Strangely, there is one domain in which the ambition of the new AI is limited: software development. The expectations are low. They fall far short of what is already being done today in Portugal.
Ask GPT itself. The answer will be, “AI can assist, complete a line, document, suggest corrections, format, and even write blocks of code…”. However, validation must be done by a human, block by block.
A human can write up to 3 characters per second. With a code assistant, you can multiply that productivity by 20 times. Surely, it’s good. But is it ideal? The machine continues to adjust its pace to that of humans when it should be the other way around.
Imagine robots, each in front of their computers, writing code through their respective keyboards. Although it may seem futuristic, it is not logical. Robots do not need to interact with machines in the same way humans do. They can communicate directly and much more rapidly, without the need for keyboards.
To broaden horizons, note that there are two types of generative AI: conversational AI, like GPT, and knowledge-based AI which uses logical rules and inference, and is an extension of the second wave of AI. From models, it writes two million characters per second on a regular computer in a single interaction. That is the rhythm of the machines.
We can thus leverage the advantages of each generative AI in software creation.
Let’s build a house. Before that, we make a plan: how many rooms, where will the doors and windows be, what materials will we use, should it have a garden? The beginning of software development is similar: planning what it should do and how it should function. A model is to software what an architect’s blueprint is to a house.
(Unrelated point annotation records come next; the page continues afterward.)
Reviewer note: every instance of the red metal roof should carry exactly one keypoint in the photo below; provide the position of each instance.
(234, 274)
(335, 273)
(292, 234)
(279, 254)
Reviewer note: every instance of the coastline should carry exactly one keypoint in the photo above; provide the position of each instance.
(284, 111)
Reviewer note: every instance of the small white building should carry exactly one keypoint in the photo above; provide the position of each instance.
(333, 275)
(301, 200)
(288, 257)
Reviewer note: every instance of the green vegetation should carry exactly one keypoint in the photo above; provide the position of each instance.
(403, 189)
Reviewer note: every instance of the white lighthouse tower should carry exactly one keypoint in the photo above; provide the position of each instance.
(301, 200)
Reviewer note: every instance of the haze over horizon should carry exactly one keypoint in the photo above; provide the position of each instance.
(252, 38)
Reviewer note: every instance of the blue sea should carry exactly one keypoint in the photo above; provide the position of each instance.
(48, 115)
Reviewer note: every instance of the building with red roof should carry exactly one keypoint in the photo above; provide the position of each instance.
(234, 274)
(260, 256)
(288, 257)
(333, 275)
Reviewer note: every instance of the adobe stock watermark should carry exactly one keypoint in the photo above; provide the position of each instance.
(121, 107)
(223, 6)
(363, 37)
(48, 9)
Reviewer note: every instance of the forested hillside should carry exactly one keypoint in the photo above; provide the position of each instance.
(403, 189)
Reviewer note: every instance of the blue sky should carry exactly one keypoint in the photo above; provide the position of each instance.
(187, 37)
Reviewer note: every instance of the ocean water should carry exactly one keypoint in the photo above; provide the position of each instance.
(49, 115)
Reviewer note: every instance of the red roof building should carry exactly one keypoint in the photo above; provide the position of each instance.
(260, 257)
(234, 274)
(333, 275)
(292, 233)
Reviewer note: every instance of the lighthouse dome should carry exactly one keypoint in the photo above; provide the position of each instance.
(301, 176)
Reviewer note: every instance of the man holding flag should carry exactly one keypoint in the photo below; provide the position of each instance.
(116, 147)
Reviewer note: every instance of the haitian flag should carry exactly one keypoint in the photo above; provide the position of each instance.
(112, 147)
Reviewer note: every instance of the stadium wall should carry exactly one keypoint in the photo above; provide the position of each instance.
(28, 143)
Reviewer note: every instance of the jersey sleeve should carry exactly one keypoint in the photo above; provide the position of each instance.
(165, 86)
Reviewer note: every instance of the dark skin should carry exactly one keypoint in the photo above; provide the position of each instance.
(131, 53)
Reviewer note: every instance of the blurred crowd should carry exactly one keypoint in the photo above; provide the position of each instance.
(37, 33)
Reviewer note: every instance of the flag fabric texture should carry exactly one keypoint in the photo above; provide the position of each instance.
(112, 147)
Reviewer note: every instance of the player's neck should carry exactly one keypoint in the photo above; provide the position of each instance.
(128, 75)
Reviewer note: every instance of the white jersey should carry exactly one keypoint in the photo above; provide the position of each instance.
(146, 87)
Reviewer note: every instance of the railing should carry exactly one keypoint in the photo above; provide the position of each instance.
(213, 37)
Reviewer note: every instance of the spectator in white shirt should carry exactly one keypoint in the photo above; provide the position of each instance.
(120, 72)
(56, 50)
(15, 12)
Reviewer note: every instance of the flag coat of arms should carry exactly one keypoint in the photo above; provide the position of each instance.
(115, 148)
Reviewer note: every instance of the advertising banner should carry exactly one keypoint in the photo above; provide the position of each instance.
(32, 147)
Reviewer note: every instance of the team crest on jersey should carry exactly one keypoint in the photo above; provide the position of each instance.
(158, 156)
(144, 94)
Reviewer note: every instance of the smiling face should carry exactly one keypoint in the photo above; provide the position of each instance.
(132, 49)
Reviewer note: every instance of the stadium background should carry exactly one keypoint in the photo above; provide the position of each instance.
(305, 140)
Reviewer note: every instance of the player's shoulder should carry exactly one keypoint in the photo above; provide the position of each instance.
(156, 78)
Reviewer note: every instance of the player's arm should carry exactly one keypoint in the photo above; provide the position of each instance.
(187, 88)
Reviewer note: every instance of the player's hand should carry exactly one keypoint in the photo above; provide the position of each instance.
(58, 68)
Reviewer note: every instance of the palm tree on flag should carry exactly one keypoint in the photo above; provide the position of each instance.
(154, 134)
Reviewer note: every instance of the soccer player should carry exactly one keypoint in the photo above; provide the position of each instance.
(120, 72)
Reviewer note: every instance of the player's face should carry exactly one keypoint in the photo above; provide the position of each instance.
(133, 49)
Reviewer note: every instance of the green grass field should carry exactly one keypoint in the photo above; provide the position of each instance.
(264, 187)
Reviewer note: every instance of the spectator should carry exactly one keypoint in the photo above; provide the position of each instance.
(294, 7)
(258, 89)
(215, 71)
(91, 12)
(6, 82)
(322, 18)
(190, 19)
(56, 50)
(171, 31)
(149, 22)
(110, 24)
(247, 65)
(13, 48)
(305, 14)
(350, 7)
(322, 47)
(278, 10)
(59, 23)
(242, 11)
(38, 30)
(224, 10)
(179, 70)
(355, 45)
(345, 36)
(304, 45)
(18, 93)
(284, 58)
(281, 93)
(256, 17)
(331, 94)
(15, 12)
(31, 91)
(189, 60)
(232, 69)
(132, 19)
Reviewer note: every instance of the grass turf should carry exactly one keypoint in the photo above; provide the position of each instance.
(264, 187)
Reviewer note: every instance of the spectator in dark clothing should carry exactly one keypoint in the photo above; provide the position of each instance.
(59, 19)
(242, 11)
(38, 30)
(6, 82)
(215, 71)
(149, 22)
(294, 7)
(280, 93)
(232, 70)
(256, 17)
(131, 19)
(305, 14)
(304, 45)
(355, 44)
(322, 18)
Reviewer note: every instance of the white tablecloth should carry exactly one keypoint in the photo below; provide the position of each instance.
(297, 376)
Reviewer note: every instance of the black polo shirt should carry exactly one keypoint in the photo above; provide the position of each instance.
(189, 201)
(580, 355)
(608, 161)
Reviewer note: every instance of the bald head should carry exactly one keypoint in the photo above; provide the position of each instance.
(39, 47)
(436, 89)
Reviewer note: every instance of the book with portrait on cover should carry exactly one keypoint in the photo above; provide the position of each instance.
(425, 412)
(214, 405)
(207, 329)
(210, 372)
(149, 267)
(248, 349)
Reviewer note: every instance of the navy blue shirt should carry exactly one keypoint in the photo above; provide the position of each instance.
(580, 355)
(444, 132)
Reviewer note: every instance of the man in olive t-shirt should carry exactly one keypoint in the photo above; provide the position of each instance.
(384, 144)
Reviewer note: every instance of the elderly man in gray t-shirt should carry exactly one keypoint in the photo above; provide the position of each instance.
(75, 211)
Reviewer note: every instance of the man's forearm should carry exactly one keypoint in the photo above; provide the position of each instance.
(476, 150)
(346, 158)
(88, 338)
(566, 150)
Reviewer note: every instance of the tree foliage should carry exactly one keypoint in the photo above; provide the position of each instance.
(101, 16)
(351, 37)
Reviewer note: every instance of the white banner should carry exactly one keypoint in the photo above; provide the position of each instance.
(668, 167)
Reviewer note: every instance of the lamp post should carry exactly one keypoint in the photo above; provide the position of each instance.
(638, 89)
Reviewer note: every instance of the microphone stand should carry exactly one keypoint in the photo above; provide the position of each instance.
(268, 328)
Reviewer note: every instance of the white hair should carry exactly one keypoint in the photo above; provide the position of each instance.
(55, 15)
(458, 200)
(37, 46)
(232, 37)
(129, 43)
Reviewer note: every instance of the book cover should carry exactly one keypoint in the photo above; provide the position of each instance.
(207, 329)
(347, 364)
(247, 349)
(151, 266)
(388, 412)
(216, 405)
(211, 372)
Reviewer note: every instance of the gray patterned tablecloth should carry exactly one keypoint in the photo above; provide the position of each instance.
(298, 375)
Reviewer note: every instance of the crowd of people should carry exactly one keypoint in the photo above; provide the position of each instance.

This phase is where conversational generative AI, GPT, comes in handy. If we want a cozy house with lots of natural light, GPT suggests materials to use or the position of windows. In software, GPT does something similar: it explores the scope, organizes ideas, and provides suggestions.
After the project, what remains is to actually build the house. Lay the foundations, raise the structure, lay bricks, install windows, plumbing… In software, it’s transforming the model into code.
During this phase, AI should not improvise. Imagine if the tools used to build the house suddenly acquire a will of their own and start making changes without anyone validating them. Perhaps the hammer decides we need a larger window, or the saw thinks of placing the door in a different spot. Chaotic, isn’t it? Similarly, when building software, we don’t want the tools that transform the model into code to make random decisions. We want them to follow a set of traceable and well-defined rules for executing the project accurately, without errors or surprises.
In summary, GPT is useful for creating the design, but when it comes to implementation, it’s better for AI to rely on logical inference and explicit knowledge rather than trying to “learn” or make changes on its own.
Combining both generative AIs is the formula for the software of the future.